Monday, March 07, 2011

What's Good for Japan is Not Good for Radical Progressive Israeli NGOs?

In Japan, the Foreign Minister Seiji Maehara resigned.

Why?

...it emerged that Maehara had been receiving 50,000 yen annually from a 72-year-old South Korean resident of Kyoto in violation of the Political Funds Control Law. The benefactor runs a small barbecue restaurant, and has known Maehara since he was in his second year of junior high school.

That totals 250,000 yen (approximately £1,870 or 11,300 NIS).

And as further explained:

"The donation amount is not the issue here," he said. "That a figure such as the foreign minister had not taken a law banning politicians from accepting donations from foreign nationals seriously is the issue."

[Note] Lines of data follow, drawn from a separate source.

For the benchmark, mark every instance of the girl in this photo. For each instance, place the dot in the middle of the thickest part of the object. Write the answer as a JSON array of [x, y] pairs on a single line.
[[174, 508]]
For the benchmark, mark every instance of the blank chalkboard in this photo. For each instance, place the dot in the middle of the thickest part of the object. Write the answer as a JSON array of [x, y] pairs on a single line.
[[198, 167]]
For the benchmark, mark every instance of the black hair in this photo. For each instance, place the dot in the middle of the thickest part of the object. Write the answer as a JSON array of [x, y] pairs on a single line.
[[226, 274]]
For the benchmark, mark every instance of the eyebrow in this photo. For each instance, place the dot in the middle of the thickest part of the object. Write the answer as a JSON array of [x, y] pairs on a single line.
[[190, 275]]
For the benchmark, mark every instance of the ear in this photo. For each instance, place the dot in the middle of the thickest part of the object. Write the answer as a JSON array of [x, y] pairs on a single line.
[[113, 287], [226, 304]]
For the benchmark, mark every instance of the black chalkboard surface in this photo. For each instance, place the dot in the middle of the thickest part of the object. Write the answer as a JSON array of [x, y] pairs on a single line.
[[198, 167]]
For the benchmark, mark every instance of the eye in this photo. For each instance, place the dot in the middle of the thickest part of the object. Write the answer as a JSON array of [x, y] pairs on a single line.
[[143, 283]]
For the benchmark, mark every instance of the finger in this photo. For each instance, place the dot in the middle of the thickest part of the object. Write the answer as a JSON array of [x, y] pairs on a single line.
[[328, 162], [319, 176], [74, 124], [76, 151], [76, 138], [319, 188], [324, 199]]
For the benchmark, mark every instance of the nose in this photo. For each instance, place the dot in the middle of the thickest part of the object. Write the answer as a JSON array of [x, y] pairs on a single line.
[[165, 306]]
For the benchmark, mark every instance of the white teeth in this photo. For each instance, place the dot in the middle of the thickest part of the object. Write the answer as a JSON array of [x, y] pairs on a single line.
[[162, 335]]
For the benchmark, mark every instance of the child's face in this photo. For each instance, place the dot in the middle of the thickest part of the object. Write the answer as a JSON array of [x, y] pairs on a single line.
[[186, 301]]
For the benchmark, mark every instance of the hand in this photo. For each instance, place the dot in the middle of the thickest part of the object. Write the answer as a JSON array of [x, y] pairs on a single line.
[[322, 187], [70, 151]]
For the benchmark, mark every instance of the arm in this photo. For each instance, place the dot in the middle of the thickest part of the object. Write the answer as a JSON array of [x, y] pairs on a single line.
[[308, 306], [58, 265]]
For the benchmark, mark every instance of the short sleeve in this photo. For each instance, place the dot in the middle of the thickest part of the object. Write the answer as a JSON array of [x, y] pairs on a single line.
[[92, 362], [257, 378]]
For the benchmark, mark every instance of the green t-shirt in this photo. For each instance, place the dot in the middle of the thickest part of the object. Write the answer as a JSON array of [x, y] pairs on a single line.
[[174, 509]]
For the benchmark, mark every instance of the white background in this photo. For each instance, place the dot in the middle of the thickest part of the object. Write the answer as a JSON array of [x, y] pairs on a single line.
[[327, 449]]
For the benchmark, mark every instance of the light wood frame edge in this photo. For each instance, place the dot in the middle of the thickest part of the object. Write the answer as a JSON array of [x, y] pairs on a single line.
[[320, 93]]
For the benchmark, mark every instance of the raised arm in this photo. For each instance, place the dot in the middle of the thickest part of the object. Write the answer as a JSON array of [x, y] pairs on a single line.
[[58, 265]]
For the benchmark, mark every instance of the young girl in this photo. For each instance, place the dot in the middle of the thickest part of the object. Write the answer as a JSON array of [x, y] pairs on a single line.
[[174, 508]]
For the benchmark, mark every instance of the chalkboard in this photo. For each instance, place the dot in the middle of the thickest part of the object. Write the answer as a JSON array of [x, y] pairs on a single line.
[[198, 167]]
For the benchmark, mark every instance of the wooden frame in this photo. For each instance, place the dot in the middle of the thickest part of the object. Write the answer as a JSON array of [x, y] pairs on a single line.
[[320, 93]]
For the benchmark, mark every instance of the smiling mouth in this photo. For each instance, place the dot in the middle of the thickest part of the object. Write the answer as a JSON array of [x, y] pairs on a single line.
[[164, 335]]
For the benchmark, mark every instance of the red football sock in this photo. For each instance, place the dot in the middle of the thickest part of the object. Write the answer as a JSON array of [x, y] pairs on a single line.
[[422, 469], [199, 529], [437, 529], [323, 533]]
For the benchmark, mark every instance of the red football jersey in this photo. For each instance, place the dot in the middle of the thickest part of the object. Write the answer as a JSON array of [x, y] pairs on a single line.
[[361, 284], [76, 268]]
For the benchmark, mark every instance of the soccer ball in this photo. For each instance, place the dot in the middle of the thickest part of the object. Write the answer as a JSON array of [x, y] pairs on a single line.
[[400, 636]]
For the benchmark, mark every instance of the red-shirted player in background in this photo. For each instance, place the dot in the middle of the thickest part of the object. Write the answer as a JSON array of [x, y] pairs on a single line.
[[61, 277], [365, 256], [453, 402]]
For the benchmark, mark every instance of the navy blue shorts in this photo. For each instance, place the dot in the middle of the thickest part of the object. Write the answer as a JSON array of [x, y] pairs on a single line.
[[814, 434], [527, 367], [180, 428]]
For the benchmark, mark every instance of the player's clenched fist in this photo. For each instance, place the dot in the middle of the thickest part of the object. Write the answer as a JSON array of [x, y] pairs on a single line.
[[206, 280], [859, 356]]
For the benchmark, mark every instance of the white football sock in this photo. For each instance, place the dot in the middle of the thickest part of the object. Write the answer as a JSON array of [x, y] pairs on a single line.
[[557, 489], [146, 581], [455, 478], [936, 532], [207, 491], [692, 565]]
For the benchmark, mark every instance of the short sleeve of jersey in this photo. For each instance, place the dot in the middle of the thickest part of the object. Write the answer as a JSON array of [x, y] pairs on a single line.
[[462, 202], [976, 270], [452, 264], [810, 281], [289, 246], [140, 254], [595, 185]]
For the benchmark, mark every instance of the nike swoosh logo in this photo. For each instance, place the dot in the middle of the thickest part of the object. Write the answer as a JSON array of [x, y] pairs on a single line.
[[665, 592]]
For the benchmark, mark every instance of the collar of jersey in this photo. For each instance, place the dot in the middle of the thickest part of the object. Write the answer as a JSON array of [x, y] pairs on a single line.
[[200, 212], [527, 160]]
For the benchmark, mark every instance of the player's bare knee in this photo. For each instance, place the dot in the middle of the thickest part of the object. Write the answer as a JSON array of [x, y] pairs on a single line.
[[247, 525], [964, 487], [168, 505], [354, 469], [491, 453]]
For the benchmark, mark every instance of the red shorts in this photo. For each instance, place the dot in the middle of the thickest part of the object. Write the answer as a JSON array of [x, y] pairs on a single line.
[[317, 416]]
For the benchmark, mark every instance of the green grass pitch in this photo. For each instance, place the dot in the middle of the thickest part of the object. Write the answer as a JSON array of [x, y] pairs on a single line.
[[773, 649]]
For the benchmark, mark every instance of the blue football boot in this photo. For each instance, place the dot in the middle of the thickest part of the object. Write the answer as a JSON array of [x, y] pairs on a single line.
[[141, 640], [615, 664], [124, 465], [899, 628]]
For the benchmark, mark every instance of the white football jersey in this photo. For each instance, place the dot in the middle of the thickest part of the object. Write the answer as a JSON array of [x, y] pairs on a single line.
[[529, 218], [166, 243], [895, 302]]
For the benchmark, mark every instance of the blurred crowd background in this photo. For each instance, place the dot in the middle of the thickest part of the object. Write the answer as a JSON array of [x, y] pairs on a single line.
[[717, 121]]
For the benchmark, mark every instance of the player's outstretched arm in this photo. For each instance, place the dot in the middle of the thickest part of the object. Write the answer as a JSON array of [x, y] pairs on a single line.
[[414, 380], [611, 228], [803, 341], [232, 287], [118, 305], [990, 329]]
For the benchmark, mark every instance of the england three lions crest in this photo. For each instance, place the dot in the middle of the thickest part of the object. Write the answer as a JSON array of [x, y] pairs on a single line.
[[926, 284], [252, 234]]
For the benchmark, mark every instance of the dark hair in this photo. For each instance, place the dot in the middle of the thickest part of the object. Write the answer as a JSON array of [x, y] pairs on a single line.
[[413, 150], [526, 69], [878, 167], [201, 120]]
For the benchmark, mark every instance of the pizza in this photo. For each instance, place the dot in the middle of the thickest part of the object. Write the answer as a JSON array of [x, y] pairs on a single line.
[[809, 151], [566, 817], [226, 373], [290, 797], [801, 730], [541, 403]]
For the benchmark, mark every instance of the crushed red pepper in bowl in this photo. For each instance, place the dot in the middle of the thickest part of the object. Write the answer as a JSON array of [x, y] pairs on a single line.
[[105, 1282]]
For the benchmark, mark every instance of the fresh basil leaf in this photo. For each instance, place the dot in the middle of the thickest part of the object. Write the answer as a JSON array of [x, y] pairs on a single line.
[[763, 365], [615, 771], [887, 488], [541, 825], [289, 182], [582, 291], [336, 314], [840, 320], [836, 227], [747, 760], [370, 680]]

So, money accepted from a foreign source is tainted in Japan.

And in Israel?

Well, even the Attorney-General is vacillous.

^

2 comments:

Anonymous said...

ym,

the knesset hasnt banned donations from foreign entities...i believe bibi received donations from foreign donors

and they dont even want individual donors to be revealed

all they want to know is if foreign governments are funding ngos

now the left finds this horrific

i find that it doesnt go far enough

have all ngos release the names of their donors...why should anyone have anything to hide?

Anonymous said...

An ironic twist on this would be that the "South Korean resident" was almost certainly born in Japan, and may be a fifth or sixth generation resident. But Koreans born in Japan are considered foreign residents by the national government. I haven't been able to unearth any particulars in a web search, but if you've ever lived in Japan, you know about this practice. The media wouldn't even be likely to mention it, simply because it's so accepted. But the "South Korean" donor is from a family that has been running the same yukiniku restaurant near Kyoto for more than 30 years, based on the fact that she knew the 48-year-old Maehara as a customer when he was in junior high. The restaurant family has probably been in Kyoto considerably longer than that -- and still they're "South Korean residents" and their political donations are classified as "foreign."

If Israel did that, there would be a dozen human-rights documentaries on the subject, hundreds of complaints lodged with UN organizations, and protests on college campuses across the Western world every week.